Ciszewski’s avuncular face stiffened. ‘I can give you our intelligence, but I cannot make your decision.’ He was not unfriendly, but he was adamant.
‘What’s Swain doing?’ said Holland.
‘Like you, sir, he’s getting dressed while trying to end this thing. His view is that any pre-emptive action without knowing the exact location could blow back badly on us.’
Holland checked his watch. ‘I need you in on a conversation with the Joint Chiefs.’
‘We can schedule for 13.15.’
‘No, now, before the ceremony. I don’t intend there to be a mushroom cloud over L
os Angeles because I was too busy fixing my tie pin.’ Holland dropped the satellite pictures onto a small table by the mirror.
‘I’ll fix the meeting, sir,’ said Ciszewski.
‘At 12.01 all of our assets must be ready. We go before I finish my speech.’
Big Diomede, Chukotka, the Russian Far East
Henry’s firm grip took Rake’s arm as he jumped the narrow channel onto the island. He looked back and saw Tuuq’s wrist caught on the edge of ice, his body visible in the water. Ondola lay on his back, staring upwards. Rake couldn’t tell if he was waiting to die or already dead. The gunfire might have alerted those left at the base. But the wind was blowing off the island and they may have heard nothing. Rake hoisted a pack onto his shoulders and set off up the hill with Henry and Joan following.
The hillside was steep, the ground firm with a track between the rocks. Soon they sighted the base, protected by high granite cliffs with a narrow opening that gave access to the sea. There were no walls, no razor-wire fence, no watchtowers even. The geology of the island and the environment gave defense enough. Soldiers in watchtowers along the top usually kept vigil, but now the watchtowers were empty, the guards gone.

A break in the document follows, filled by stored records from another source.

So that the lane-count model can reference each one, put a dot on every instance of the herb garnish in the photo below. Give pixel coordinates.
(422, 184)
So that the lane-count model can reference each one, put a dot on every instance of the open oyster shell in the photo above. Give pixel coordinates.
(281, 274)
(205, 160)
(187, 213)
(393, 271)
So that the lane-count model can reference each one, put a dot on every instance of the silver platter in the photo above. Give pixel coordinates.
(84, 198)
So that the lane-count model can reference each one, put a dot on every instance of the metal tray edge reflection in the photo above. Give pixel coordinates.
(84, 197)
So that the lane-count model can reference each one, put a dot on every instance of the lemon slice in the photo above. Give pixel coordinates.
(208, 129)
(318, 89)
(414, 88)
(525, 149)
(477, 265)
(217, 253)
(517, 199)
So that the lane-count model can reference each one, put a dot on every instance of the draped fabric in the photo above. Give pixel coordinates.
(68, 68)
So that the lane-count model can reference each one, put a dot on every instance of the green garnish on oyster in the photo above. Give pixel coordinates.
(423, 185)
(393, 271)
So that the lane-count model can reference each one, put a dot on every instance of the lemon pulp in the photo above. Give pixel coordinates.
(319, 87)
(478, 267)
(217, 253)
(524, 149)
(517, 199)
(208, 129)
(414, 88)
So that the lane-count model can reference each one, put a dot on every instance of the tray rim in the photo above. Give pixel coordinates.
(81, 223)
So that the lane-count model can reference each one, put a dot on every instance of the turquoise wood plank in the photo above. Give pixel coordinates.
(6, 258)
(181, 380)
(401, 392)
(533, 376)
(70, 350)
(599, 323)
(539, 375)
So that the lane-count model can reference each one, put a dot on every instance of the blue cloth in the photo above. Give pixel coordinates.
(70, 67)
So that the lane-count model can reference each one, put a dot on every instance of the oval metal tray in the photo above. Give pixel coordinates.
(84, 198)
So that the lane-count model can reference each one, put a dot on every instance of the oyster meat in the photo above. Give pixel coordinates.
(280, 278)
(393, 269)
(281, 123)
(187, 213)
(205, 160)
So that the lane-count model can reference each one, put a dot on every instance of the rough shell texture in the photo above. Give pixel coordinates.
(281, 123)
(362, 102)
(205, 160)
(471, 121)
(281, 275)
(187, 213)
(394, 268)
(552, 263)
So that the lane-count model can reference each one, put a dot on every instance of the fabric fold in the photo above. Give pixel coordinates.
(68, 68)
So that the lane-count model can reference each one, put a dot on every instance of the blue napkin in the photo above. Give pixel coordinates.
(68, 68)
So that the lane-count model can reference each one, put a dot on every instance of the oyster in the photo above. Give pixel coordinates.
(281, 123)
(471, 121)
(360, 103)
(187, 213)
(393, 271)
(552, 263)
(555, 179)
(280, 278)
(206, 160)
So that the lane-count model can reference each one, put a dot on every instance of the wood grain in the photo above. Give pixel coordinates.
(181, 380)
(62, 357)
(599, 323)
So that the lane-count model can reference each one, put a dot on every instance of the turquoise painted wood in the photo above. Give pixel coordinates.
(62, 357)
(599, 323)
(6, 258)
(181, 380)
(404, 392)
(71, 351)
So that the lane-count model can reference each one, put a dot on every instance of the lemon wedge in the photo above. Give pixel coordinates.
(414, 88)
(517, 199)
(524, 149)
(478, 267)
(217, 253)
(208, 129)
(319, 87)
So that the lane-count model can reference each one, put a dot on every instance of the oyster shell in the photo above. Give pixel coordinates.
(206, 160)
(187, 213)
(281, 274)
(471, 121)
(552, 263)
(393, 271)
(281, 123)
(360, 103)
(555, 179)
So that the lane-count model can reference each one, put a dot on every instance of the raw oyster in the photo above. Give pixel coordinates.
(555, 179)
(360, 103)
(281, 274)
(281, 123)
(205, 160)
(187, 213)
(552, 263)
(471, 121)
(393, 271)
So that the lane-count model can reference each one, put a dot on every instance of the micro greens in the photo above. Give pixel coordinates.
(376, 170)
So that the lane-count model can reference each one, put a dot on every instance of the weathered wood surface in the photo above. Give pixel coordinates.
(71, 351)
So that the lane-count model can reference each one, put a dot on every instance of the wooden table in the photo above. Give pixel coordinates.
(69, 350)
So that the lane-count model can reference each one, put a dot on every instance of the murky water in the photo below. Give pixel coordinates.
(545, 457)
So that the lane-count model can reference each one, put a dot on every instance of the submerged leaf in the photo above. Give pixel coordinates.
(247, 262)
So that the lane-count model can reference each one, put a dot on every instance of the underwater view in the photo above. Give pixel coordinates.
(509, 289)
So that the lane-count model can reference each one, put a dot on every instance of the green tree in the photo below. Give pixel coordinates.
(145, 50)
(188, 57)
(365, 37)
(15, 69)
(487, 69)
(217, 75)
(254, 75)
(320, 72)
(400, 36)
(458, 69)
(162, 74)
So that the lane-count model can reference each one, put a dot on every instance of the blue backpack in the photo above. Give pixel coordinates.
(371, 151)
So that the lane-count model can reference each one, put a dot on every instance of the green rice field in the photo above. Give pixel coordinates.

Rake crawled forward to the edge of the rock and used his night-vision binoculars to examine the base. It appeared through light fog as an example of the faded Soviet dream at the edge of the empire, a series of drab low-rise buildings with no style, no grandeur.
The buildings formed a ring around a central helipad with a second landing spot about a hundred yards to the east right on the shoreline. A helicopter was parked in the open near a hangar. An engineer worked, alone up a ladder near the tail where a panel hung open.
Three jeeps were visible, one by the hangar, another to the left of the main building. Two overhead lamps protruded from either side of the door, but they were unlit. A light shone inside. He counted three snowmobiles by a ramp to the sea. He saw no dogs. That didn’t mean they weren’t there. They would be trained for air-scent because of the way water neutralized a dog’s smell. With the wind blowing due south hard against them, it was unlikely a dog, however well trained, would pick up anything.